Kubrick was autistic as shit with details to the most miniscule of scenes. Combine that with a spooky hotel full of weird stuff happening and you are rife with potential to discuss and theorize.
Most of his films have a very clear theme to draw interpretations from, Shinning leaves you asking so many questions that you can spend hours trying to connect the dots
Nah
Kubrick a hack
Apparently everyone was filtered day 1
Atmospherically, perhaps.
Ultimately, nah.
Yes.
No
wtf does this poster have to do with anything in the film?
Kubrick actually specifically instructed how the poster should look, something about it being surreal and mysterious. I'm too lazy to find his notes but you should find them easily in a search
Uhh I think that's wrong actually. He gave instructions but left it to the discretion of his lad Leon Vitali.
He let Leon direct the trailers.
Kubrick is the kind of guy who works with a small amount of people but ultimately places trust in them to make their own decisions, exacting as he may seem.
Tell me what it is about
He already wanted to kill his family before going to the hotel. The supernatural stuff was meaningless.
Kubrick is a hack. Stephen King is a gay pedo.
>He already wanted to kill his family before going to the hotel. The supernatural stuff was meaningless.
I'm sorry, is there supposed to be a critique layered in here?
Redrum
watch The Making of The Shining by his daughter, basically just went around filming them filming when she was a teenager.

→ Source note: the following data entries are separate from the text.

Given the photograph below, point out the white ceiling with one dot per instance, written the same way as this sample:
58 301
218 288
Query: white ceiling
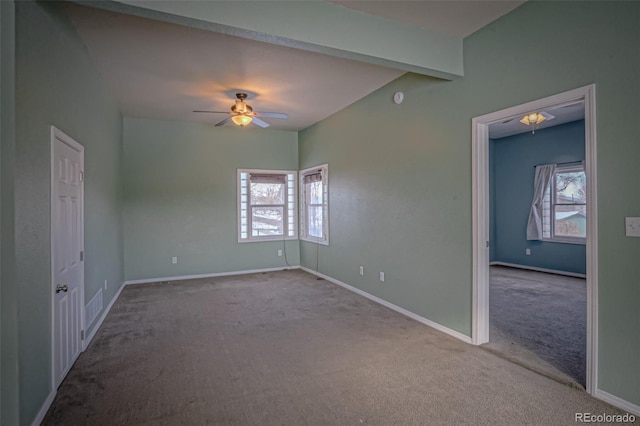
454 17
165 71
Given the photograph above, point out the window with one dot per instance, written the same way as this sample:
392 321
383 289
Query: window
314 202
266 205
564 212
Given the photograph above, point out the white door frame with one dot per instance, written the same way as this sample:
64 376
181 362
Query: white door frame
480 201
57 134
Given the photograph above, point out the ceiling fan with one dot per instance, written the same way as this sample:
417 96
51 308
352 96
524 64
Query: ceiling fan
242 114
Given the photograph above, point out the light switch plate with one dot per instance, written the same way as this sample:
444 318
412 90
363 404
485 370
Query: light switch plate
632 226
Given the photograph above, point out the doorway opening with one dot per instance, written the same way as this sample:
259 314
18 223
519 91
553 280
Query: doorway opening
481 215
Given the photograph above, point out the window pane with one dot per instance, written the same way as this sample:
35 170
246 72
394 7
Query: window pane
266 221
571 221
267 193
314 221
314 192
571 188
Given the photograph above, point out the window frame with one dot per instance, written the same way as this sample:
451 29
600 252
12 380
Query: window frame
549 203
304 205
289 223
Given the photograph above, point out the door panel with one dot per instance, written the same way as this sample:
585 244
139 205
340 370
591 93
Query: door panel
66 251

dude was just some geeky guy really into filmmaking. there was definitely some schizo/autist logic to it all that we'll never fully understand without computer-simulating his exact brain, or something.
The making of is scripted.
Qrd?
what do you mean? just seems like candid footage of Nicholson bouncing about, Spacek saying some stuff, a few engineers working on a snow machine.

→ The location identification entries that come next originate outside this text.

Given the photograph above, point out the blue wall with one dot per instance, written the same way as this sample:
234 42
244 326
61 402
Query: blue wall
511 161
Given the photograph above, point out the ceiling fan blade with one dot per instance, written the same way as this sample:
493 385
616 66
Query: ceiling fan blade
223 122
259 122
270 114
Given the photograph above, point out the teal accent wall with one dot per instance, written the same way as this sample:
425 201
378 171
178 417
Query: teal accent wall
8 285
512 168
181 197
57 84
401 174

you're saying they wrote that? the non-actors were delivering lines?
>Spacek saying some stuff
kek
i see what i've done.
I think you'd best see yourself out, son.
made a right hash of things, haven't i?
not going out though. determined to see this one through. it's my penance.

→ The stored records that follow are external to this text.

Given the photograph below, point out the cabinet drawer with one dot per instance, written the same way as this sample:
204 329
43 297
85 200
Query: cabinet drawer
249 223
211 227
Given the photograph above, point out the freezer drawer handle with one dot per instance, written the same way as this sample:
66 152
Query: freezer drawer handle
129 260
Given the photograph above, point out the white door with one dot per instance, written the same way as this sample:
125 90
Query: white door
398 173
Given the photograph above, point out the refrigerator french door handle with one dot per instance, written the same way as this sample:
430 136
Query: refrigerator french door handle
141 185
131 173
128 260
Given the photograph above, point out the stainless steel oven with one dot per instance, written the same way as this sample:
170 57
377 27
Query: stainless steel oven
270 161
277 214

anyway The Shining has two concrete supernatural elements:
>photograph of Jack at the end
>ghosts opening the pantry door
>anyway The Shining has two concrete supernatural elements:
of Jack at the end
opening the pantry door
True
Not to mention at a certain point, meek but otherwise unaffected Wendy starts seeing shit. One after another, the bear fellatio, Delbert Grady all bloodied up, the room full of skellingtons.
Unlikely that would all be hallucination
>Unlikely that would all be hallucination
why? very clear Cindy has mental issues from the start.
>why? very clear Cindy has mental issues from the start.
Disagree, she only seems like a timid wife in denial of her husbands violent temper.
>The Shining has two concrete supernatural elements:
of Jack at the end
opening the pantry door
There is also the Shining itself, which is a supernatural power. There is also the appearance of all the ghosts in the climax.
The Shining isn’t supernatural, it’s just inherent psychic ability, King expands on this in the sequel and the dark tower nonsense. The Hotel itself is a supernatural malevolent entity that wants to consume Danny’s psychic ability (his shine). Then there’s the whole thing about breakers and beams and other shit, like I said it’s YA nonsense. Kubrick didn’t want to include all that shit and he was right.
Duvall
out of all horror movies ive watched the shining the most. once you start that movie you just get sucked into it and cant stop watching. no other horror movie makes you feel the same way the shining does, it taps into this very specific ice cold dreadful chill that no other horror move has ever captured before or since
The Shining’s Thesis: The White Man’s Burden is a generational cycle of substance and domestic abuse born from centuries of violence committed toward native americans and moron cooks.